I make my own CUDA code for solving 2D Poisson Eqn which use Jacobi method.
For solving Poisson Eqn, I should iterate my own Poisson solving kernel for 1000 times.
Code is like this.
global void Poisson_Solving(double *phip,double *phim,double rhs)
{
int i=threadIdx.x;
int j=blockIdx.x;
int index=i+jblockDim.x;
global void Phi_Copy(double *phip,double phim)
{
int i=threadIdx.x;
int j=blockIdx.x;
int index=i+jblockDim.x;
phim[index]=phip[index];
}
int main (void)
{
:
for (s=0; s<1000, s++) {
Poisson_Solving<<<numBlock,numThread>>>(phip,phim,rhs);
Phi_Copy<<<numBlock,numThread>>>(phip,phim);
}
:
}
Result is very satisfying, But problem is kernel execution time.
I check kernel execution time for every iteration.
During First 500 iteration, kernel execution time is almost 0.00001 sec.
But, during the remaing 500 iteration, kernel execution time is almost 0.0003 sec.
kernel execution time is jumped up to 30 times.

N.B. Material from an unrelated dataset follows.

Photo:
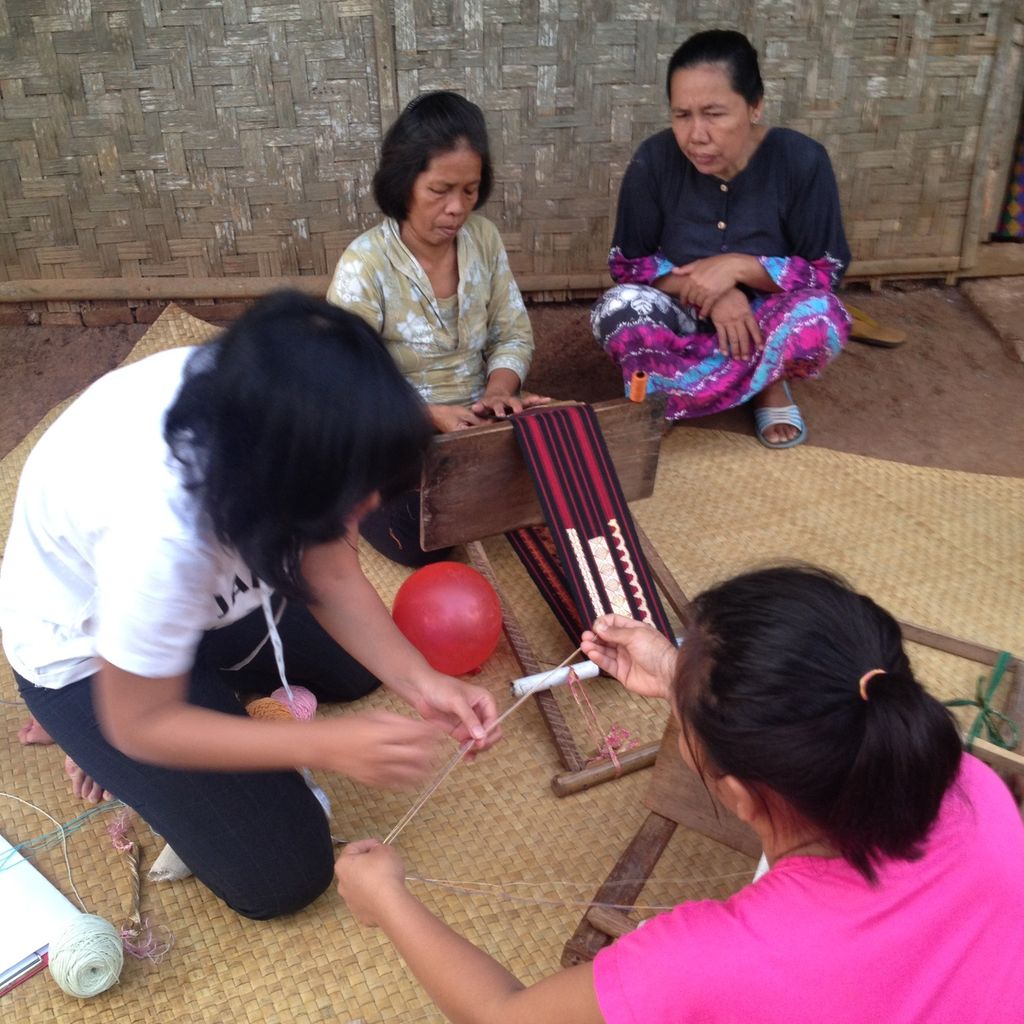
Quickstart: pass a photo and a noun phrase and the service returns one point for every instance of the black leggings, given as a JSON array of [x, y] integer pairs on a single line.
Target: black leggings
[[258, 840]]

Why is this phenomenon is happening?
There is something wrong in my code for thread hierarchy or kernel execution sequence???
this is indeed odd, as I would expect runtime for simple arithmetic operations to be constant. CUDA handles denormal numbers at full speed - and you are not calling any trigonometric or transcendental functions that may implement a slower code path for specific numeric ranges.

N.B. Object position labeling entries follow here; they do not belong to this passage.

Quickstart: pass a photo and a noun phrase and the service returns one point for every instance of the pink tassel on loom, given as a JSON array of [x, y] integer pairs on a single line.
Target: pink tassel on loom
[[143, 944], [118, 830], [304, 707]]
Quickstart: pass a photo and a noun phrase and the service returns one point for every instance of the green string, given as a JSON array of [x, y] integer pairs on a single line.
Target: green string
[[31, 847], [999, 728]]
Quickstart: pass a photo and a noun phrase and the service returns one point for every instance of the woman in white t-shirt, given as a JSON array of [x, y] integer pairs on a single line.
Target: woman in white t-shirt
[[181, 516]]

What you may be seeing is the kernel launch queue getting full. Are you running on Windows or Linux? How exactly were you measuring the kernel run time? The most precise method is with cudaEvents as detailed here: https://devblogs.nvidia.com/how-implement-performance-metrics-cuda-cc/
Note that kernel launches are asynchronous in general, unless for example the kernel launch queue is full and the launches become blocking until the queue can take more kernels.
You could be attempting to use dynamic parallelism to move the for loop with the kernel launches into another kernel.
I’m running my code on Linux.
As you say, I also think the kernel launch queue getting full.
Is there any way for preventing kernel launch queue getting full?
And, What is the benefit of using dynamic parallelism?
Adding a cudaDeviceSynchronize() after the two kernel calls would ensure that the kernels have finished executing before entering the next iteration. But overall it may hurt performance slightly.
Dynamic parallelism allows the CUDA code to launch kernels. It may shift some of the kernel launch overhead into the GPU itself. From the perspective of the CPU you would be only launching a single kernel that performs the 1000 iterations.